On Nov 8, 2006, at 5:59 AM, Doug Gregor wrote:
However, this approach could have some odd side effects when there are
multiple mappings within one context. For instance, we could have
something like:
typedef int foo_t;
typedef int bar_t;
foo_t* x = strlen("oops");
x is a decl, the decl has a type, the context of that instance of the
type is x.
map(int,x) == foo_t.
It is this, because we know that foo_x was used to create x and we
set map(int,x) equal to foo_t as it is created.
It can never be wrong. It can never be wrong, because any use of the
type that would have had the wrong value comes from a specific
context, and that specific context map(type,context) can be set to
_any_ value, including the right value. Put another way, any time
one carries around type outside of a specific context, one also needs
to also carry around the context the type came from.
The error message that pops out would likely reference "bar_t *"
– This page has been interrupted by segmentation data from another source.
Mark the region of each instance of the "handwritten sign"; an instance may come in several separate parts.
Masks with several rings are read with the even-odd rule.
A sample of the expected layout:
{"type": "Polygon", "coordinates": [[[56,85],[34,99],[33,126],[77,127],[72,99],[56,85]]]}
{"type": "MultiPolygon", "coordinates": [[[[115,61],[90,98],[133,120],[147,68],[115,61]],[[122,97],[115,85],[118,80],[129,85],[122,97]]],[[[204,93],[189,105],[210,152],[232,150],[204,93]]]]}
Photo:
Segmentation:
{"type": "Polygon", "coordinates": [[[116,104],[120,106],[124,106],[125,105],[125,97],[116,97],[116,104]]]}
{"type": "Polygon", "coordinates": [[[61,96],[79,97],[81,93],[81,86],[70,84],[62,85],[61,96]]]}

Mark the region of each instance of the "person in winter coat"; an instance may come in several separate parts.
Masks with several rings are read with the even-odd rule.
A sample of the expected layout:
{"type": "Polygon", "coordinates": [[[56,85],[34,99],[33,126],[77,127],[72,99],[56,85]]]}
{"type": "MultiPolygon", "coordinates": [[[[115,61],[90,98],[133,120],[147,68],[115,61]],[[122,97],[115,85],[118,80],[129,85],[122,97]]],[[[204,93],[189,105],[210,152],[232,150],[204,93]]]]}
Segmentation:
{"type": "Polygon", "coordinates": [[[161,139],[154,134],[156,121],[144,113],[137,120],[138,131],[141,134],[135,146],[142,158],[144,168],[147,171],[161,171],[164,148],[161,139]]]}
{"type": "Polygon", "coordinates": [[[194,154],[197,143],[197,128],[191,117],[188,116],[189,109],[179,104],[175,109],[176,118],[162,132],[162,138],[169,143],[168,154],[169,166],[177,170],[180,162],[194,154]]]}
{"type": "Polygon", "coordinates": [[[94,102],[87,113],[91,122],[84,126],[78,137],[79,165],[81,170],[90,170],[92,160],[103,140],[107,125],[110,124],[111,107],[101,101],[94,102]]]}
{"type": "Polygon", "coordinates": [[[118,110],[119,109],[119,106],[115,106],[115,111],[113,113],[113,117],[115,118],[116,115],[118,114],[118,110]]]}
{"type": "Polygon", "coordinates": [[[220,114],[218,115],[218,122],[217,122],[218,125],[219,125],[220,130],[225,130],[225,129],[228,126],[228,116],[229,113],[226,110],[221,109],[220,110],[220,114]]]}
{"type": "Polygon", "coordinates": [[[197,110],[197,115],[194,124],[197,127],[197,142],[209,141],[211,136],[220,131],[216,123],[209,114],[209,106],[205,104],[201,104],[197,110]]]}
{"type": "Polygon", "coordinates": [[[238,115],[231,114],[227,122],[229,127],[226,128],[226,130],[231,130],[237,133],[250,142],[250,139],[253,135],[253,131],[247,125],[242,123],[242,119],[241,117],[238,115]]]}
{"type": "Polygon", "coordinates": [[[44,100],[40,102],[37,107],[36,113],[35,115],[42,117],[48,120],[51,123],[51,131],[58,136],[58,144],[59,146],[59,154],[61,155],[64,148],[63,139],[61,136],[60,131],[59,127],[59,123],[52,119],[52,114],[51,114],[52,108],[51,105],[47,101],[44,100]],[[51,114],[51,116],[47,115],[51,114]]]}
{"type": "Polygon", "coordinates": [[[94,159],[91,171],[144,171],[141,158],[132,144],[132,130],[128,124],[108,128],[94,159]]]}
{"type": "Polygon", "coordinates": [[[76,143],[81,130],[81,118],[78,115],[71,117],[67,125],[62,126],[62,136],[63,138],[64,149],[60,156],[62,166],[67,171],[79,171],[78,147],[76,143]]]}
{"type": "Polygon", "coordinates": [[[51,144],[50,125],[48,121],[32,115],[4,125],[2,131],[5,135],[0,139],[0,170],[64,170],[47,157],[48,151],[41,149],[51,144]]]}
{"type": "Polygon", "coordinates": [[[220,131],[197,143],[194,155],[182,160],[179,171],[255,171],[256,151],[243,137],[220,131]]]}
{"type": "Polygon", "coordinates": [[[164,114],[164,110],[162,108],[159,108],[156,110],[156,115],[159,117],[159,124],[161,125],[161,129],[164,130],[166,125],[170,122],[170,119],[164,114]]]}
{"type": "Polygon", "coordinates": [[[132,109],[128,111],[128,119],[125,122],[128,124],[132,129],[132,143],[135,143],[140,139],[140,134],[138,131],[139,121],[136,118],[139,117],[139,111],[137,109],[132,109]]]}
map(int,x) doesn't yield bar_t.
This approach wouldn't help with the implementation of concepts,
because we need to be able to take two distinct types (say, template
type parameters T and U) and consider them equivalent in the type
system.
I'd need to see more specifics, but from just the above... Any data
you need that would make them different, you put into map
(type,context), we're not restricted to just the typedef name. Once
you do that, then you discover that what's left, is identical, and
since they are identical, they have the same address, and the same
address makes them the same type.
The two things this doesn't work on are if you have two different
notions of equality, my scheme (unaltered) can only handle 1
definition for equality, or some of the temporal aspects, like, we
didn't know T1 and T2 were the same before, but now we do, because
they are both int. The later case I'm expecting to not be an issue,
as to form the type, you do the substitution and after you do it, you
replace T1 with int (creating data in map(int,context), if you later
need to know this was a T1 for any reason (debugging, error
messages)). These bubble up and one is left with the real type, and
then equality remains fast, post substitution. Reasoning about type
equality pre-substitution remains slow.
You can even get fast unsubstituted comparisons for a particular
definition of equality. You boost the substitution bits out as
variants, notice then, you have nothing left, and nothing is nothing,
so the values wind up being the same again. Now to get comptypes to
work, you just have to add code to compare the boosted variants in
the top of comptypes. Now, before you say that that is as bad as
what we had before, no, it isn't. If the type is equal, then you can
immediate fail the comparison, this takes care of 90% of the calls.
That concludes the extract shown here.